Aufgrund der augenscheinlichen Probleme habe der Elternrat der Pfadi entschieden, eine Projektgruppe ins Leben zu rufen. Mitglied dieser Projektgruppe ist Marcel Schneider aus Rossrüti, dessen Kinder in die Pfadi gehen. «Zuerst haben wir uns Gedanken gemacht, wie das Haus renoviert werden soll. Auch eine sanfte Renovation stand zur Debatte.» Diese würde sich aber nicht lohnen, da der Aufwand viel zu gross sei. «Deshalb haben wir uns für einen Neubau oder mindestens eine komplette Renovation entschieden», sagt Schneider. Eigentlich habe die Pfadi erst diesen Herbst mit dem Projekt an die Öffentlichkeit gehen wollen. Doch dann stiessen sie im Mai auf den Jubiläumswettbewerb der St. Galler Kantonalbank. «Wir mussten noch kurzfristig alle Unterlagen zusammenstellen und schafften es erst kurz vor Anmeldeschluss, das Projekt einzureichen», erinnert sich Franziska Gämperle. Von den 338 eingereichten Projekteingaben, stand das Pfadiheim von Beginn an auf den vorderen Rängen. «Es hat sicher geholfen, dass wir es sogleich in einem Chat, an den alle Schweizer Pfadiabteilungen angeschlossen sind, publik gemacht haben», sagt die Abteilungsleiterin. Viele Menschen in der Region würden es zudem schätzen, wenn es in Wil einen Ort gäbe, wo andere Pfadiabteilungen ihr Lager machen könnten und auch sonstige Gruppen günstig übernachten könnten. «Deshalb wollen sie dieses Angebot auch in Zukunft erhalten», sagt Franziska Gämperle. Der Neubau soll auch der Pfadi Wil dazu verhelfen, einen eigenen Aufenthaltsort zu haben. «Momentan haben wir eine Übergangslösung an der Wilenstrasse, nachdem wir das Zeughaus verlassen mussten. Das Pfadiheim können wir nicht nutzen, da es oft am Wochenende belegt ist», sagt Enjoya.

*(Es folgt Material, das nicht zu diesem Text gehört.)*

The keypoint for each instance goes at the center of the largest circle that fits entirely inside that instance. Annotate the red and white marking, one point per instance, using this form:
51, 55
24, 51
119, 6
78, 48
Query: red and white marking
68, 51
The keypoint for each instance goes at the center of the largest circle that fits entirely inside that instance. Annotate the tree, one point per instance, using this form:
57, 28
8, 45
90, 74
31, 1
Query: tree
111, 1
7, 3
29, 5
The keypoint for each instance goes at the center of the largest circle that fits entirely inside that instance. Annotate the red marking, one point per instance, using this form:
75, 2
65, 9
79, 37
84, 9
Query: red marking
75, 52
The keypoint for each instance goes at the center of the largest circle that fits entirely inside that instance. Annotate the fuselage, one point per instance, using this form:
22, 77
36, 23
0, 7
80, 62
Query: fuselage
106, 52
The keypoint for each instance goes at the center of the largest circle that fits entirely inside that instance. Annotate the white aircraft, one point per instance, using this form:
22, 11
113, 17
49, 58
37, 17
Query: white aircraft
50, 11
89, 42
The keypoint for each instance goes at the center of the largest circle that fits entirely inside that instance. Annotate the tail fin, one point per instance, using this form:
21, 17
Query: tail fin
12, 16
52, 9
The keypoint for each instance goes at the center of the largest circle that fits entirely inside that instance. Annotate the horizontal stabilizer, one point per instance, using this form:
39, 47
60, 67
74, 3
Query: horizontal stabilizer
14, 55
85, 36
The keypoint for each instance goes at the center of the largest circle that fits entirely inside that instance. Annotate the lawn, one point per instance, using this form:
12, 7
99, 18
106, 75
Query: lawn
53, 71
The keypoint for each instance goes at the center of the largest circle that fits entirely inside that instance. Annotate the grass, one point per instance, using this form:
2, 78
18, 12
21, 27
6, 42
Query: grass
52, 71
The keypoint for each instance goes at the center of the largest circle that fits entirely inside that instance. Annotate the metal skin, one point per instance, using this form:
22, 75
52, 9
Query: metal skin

Matratzenlager statt Betten

Marcel Schneider erklärt die Baupläne: «Wir müssen zwar noch Abklärungen mit der Stadt bezüglich Baubewilligung machen, ein zusätzliches Keller-Stockwerk müsste aber möglich sein. Auch sollen keine festen Schlafgelegenheiten mehr eingebaut werden. Stattdessen gibt es ein Matratzenlager. «So können wir die Räume auch für Versammlungen vermieten», sagt Schneider.

Unterstützung von bis zu 100 000 Franken erhalten die 30 Projekte, die von der Jury des Preises am 23. Juni ausgewählt werden. Da die Projekte bis 2018 realisiert werden müssen, müssten danach noch eifrig Spenden gesammelt werden, sagt Schneider. Der Publikumspreis an sich trägt nichts zur Finanzierung des Projektes bei. Zwar fliesst das Resultat der Abstimmung in die Jury-Entscheidung ein, der Preis selbst sind aber drei Übernachtungen auf der Schwägalp.